Niemcy i Włosi prześcignęli Polskę
Andrzej Gantner wyjaśnia, że sytuacja Polski w konfrontacji z innymi krajami UE nie jest już tak dobra, jak kiedyś, gdy konkurowaliśmy znacznie niższymi kosztami produkcji.
– Dziś okazuje się, że Niemcy, Holandia, Francja, Włochy mają jednak tańsze państwo, mniejsze obciążenia, lepsze systemy wsparcia, i mimo, że teoretycznie koszty powinny być u nich wyższe, to okazuje się, że ceny, które oferują, są lepsze. Są większe strumienie surowców, jest inaczej zorganizowany handel, mają giełdy, chociażby spółdzielcze, mają potężne strumienie jednolitych jakościowo surowców. To wszystko obniża koszty i nagle się okazuje, że wszyscy przyciśnięci tymi kosztami, no niestety, zaczynają szukać tańszych surowców – tłumaczy ekspert.

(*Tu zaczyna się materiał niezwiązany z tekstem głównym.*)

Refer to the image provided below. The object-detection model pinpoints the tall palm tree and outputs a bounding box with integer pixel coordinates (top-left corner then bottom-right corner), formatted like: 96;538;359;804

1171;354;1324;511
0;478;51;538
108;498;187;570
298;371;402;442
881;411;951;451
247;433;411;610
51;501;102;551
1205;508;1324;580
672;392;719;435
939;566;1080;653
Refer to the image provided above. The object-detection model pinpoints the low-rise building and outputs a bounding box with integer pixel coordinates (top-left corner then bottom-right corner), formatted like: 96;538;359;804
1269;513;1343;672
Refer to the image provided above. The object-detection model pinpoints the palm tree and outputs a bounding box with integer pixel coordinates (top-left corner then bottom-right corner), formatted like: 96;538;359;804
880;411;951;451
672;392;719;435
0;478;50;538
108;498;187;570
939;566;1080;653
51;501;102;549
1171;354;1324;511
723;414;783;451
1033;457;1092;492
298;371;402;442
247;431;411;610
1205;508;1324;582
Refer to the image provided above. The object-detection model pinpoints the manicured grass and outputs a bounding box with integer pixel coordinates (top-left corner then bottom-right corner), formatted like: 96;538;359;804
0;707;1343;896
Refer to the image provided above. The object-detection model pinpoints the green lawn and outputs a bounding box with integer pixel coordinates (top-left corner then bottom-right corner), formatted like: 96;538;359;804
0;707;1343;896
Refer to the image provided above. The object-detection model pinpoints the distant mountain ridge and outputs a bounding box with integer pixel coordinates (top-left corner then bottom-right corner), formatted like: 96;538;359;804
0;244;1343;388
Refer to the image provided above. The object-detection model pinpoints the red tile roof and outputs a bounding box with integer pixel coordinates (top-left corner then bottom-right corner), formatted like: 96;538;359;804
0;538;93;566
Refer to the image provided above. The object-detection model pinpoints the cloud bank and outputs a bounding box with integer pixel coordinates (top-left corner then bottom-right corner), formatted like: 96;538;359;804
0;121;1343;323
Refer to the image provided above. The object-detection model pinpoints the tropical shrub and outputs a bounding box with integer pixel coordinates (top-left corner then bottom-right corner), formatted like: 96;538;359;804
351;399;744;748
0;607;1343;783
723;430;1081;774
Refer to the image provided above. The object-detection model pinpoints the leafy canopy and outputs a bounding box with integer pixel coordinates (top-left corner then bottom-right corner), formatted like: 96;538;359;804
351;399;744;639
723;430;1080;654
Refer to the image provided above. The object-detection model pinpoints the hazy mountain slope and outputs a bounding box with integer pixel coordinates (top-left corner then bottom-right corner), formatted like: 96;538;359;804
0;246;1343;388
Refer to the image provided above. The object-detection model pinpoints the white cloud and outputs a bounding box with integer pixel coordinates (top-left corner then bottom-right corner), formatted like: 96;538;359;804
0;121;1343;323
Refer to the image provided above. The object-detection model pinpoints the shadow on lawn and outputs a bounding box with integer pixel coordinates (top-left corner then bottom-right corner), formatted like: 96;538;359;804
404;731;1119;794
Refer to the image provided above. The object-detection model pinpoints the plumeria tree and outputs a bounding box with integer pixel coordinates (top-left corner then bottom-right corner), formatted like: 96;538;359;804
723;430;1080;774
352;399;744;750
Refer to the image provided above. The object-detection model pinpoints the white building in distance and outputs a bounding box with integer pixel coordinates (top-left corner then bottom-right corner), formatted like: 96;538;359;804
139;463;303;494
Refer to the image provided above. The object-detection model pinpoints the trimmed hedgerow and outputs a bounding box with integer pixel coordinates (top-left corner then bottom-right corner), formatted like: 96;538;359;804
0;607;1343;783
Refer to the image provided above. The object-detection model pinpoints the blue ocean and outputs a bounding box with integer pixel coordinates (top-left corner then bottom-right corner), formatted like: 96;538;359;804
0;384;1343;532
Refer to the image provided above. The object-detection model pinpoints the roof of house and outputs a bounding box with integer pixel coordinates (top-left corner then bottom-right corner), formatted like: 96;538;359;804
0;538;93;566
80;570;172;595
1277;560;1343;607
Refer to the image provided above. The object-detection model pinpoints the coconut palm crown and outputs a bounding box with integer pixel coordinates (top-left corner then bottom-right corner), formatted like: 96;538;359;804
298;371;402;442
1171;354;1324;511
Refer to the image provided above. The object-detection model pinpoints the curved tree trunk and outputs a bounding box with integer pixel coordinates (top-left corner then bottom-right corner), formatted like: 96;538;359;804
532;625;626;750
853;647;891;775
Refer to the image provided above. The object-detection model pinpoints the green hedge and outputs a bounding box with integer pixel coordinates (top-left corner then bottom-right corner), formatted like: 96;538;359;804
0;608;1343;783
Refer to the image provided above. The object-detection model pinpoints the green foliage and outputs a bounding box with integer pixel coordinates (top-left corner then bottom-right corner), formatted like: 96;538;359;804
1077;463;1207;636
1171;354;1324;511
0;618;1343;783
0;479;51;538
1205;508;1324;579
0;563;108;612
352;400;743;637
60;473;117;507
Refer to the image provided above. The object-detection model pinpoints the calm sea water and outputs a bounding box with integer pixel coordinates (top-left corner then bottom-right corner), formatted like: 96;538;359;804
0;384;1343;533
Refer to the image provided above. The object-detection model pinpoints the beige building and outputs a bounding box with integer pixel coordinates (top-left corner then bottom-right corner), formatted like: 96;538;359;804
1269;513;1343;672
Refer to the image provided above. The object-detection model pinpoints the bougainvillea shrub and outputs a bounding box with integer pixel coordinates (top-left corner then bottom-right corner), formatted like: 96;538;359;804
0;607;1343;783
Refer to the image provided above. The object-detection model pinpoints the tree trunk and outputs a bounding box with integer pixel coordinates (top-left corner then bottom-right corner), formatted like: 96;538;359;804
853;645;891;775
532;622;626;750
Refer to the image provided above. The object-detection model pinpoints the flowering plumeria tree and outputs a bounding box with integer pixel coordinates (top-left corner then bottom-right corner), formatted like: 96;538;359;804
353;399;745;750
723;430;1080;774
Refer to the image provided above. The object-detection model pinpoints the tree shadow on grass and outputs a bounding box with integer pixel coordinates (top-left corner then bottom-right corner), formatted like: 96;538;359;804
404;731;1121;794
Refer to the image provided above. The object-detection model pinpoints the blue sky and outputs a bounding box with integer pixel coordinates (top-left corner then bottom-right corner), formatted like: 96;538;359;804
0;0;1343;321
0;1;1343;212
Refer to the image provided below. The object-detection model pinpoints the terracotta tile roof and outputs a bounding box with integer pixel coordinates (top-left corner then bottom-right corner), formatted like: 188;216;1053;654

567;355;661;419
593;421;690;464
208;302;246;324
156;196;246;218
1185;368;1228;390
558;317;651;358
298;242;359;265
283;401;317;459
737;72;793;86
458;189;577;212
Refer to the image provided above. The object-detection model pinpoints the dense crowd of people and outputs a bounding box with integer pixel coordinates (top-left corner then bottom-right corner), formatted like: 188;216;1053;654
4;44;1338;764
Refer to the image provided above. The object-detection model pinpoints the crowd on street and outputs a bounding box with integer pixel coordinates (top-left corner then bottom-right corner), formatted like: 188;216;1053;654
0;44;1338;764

– To tak jak z podatkiem cukrowym, który nam rząd za chwilę chce zafundować, czyli w sytuacji, kiedy za chwilę będziemy mieli potężny napływ cukru z Mercosur, z Ukrainy i z USA, to nagle nasz rząd próbuje obłożyć bardzo dużego klienta dla cukrowni, czyli branży napojów, dodatkowym, potężnym podatkiem – grzmi Andrzej Gantner.
– Nie ma w tym żadnej logiki, kompletnie żadnej. To nie jest ten moment, kiedy to należałoby robić. Rozumiemy dziury budżetowe, rozumiemy wydatki na obronność czy olbrzymią dziurę w NFZ, ale chyba to nie powinno polegać na tym, że uderza się tak mocno w ten jednak mimo wszystko wrażliwy sektor, jakim jest chociażby produkcja buraka cukrowego, rolnictwo, przetwórstwo i cukrownie. No tego się nie powinno po prostu robić – zaznacza przedstawiciel Polskiej Federacji Producentów Żywności Związku Pracodawców.